There was no effect of nicotine or a nicotine-paired chamber on regulation of pCREB in the hippocampus in the current study, as was observed using a 4 day regimen of CPP training in previous studies (Walters et al., 2005
). One potential reason for this difference may be that animals were not actively seeking the nicotine-paired chamber in the current study, but were rather confined to that chamber by the experimenter. Some evidence suggests that regulation of CREB in the dorsal hippocampus is more critical for spatial navigation than context conditioning (Pittenger et al, 2002
). Although CREB was not regulated in the NAc core or hippocampus during exposure to a nicotine-paired chamber on the 3rd
day of training, we cannot conclude that CREB in these brain areas is not critical for learning during earlier trials or for consolidation processes related to nicotine CPP (Josselyn and Nguyen, 2005
). Human studies show that the dorsal striatum and orbitofrontal cortex may also play a role in cue reward for drugs of abuse (David et al., 2007
; Franklin et al., 2007
; McClernon et al., 2008
; Volkow et al., 2008
). Whereas guide canulae prevented expression of mCREB along the canulae tracks, damage to these overlying structures could have impaired cue reward. LacZ control animals showed levels of nicotine CPP similar to untreated controls, however, suggesting that potential unilateral damage during infusion did not affect nicotine CPP.

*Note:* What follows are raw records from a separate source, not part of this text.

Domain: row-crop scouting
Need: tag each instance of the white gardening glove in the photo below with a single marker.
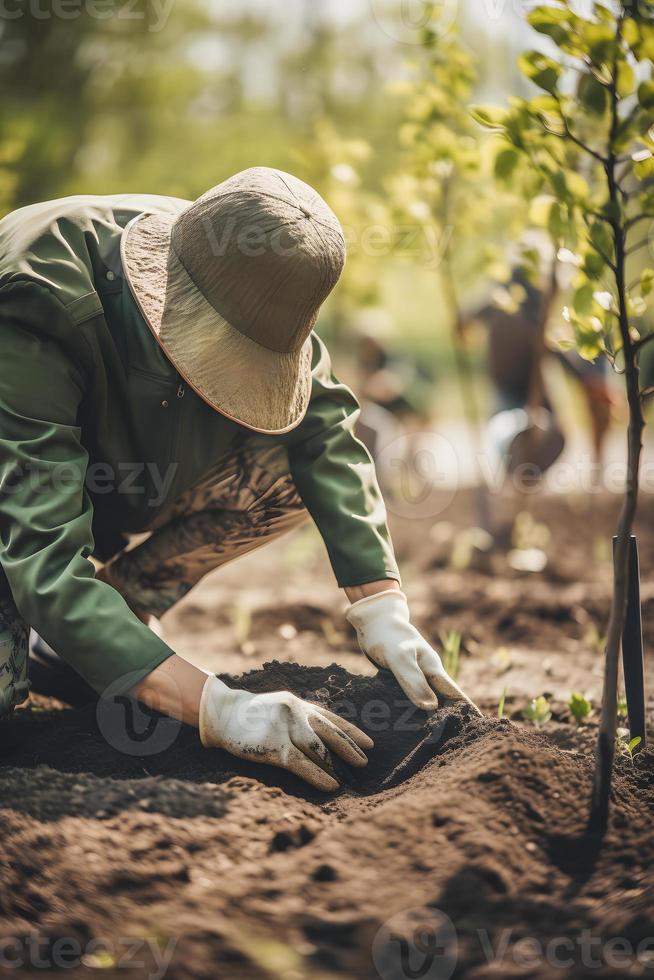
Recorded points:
(279, 729)
(387, 637)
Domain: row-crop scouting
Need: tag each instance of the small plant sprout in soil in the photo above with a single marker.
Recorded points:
(584, 147)
(537, 711)
(626, 746)
(580, 707)
(451, 656)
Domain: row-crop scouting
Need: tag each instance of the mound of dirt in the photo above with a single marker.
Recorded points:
(467, 831)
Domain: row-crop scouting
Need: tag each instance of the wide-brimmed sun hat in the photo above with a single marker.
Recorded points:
(231, 288)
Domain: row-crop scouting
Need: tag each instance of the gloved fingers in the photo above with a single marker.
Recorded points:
(297, 762)
(358, 737)
(439, 680)
(336, 739)
(414, 684)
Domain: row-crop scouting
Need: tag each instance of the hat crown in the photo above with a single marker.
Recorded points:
(265, 250)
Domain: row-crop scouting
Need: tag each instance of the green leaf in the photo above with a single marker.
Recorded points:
(593, 95)
(551, 21)
(600, 236)
(646, 94)
(582, 300)
(600, 41)
(626, 80)
(506, 162)
(539, 210)
(541, 70)
(557, 224)
(644, 165)
(489, 116)
(593, 266)
(630, 32)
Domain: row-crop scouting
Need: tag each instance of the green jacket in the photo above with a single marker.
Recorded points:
(96, 439)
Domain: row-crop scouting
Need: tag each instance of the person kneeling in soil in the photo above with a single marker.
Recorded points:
(160, 374)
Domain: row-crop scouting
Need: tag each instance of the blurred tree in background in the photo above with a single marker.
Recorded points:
(171, 98)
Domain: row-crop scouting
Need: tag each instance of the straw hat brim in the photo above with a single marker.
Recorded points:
(263, 390)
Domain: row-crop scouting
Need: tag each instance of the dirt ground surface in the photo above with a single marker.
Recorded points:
(460, 851)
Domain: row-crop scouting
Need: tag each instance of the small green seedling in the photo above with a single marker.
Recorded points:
(626, 746)
(537, 711)
(580, 707)
(451, 643)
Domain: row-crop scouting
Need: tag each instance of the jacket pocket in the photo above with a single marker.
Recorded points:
(153, 410)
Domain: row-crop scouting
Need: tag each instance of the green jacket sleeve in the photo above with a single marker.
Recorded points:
(336, 479)
(45, 520)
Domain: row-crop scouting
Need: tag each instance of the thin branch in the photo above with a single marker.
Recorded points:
(575, 139)
(632, 222)
(636, 248)
(639, 344)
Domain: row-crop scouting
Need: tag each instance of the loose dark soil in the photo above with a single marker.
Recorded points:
(239, 871)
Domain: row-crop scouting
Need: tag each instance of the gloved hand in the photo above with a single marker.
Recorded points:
(279, 729)
(387, 637)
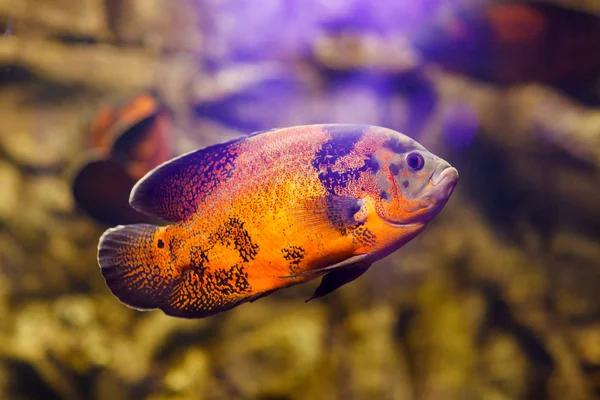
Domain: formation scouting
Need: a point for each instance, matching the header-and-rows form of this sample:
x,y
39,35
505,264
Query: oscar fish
x,y
271,210
127,140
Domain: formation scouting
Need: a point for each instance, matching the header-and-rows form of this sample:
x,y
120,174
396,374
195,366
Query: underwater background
x,y
499,297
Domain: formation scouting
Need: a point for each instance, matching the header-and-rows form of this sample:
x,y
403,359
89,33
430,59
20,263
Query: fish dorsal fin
x,y
173,190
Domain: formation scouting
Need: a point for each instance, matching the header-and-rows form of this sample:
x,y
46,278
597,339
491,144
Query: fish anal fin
x,y
338,278
349,262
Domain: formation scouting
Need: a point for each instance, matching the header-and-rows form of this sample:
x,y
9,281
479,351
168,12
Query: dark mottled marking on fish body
x,y
234,233
340,212
174,190
394,169
364,236
198,257
341,144
216,287
294,255
370,165
397,146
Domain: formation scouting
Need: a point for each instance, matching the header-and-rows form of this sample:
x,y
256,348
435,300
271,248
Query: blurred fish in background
x,y
126,141
496,299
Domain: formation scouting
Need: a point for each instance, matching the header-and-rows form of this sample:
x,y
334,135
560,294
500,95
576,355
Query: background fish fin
x,y
337,212
350,262
173,190
338,278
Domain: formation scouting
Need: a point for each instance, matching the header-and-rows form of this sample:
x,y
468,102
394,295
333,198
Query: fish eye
x,y
415,161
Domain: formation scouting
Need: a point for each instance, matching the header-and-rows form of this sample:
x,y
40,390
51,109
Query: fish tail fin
x,y
127,263
129,258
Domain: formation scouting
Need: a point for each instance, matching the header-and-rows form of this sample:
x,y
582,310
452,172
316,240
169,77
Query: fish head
x,y
412,184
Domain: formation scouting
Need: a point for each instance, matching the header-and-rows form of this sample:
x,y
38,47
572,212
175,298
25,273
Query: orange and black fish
x,y
272,210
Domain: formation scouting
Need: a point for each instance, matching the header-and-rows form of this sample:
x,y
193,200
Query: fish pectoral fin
x,y
331,211
352,261
338,278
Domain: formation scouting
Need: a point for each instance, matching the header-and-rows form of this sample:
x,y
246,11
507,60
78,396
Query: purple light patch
x,y
460,125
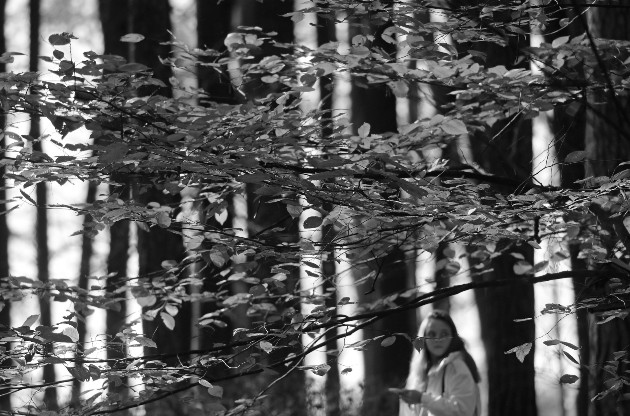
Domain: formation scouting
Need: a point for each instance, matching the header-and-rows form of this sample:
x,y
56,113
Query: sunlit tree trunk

In summary, these studies show that activation of CREB in the NAc shell is critical for nicotine CPP. The phosphorylation state of CREB may therefore regulate the motivational valence for nicotine or the conditioned rewarding effects of nicotine-associated cues, such as a context associated with nicotine. A nicotine-paired environment can elicit CREB phosphorylation in the NAc shell, suggesting that contextual cues may drive changes in CREB that promote nicotine reward learning. We conclude from the current study that pharmacological agents that decrease CREB phosphorylation might be novel targets for smoking cessation.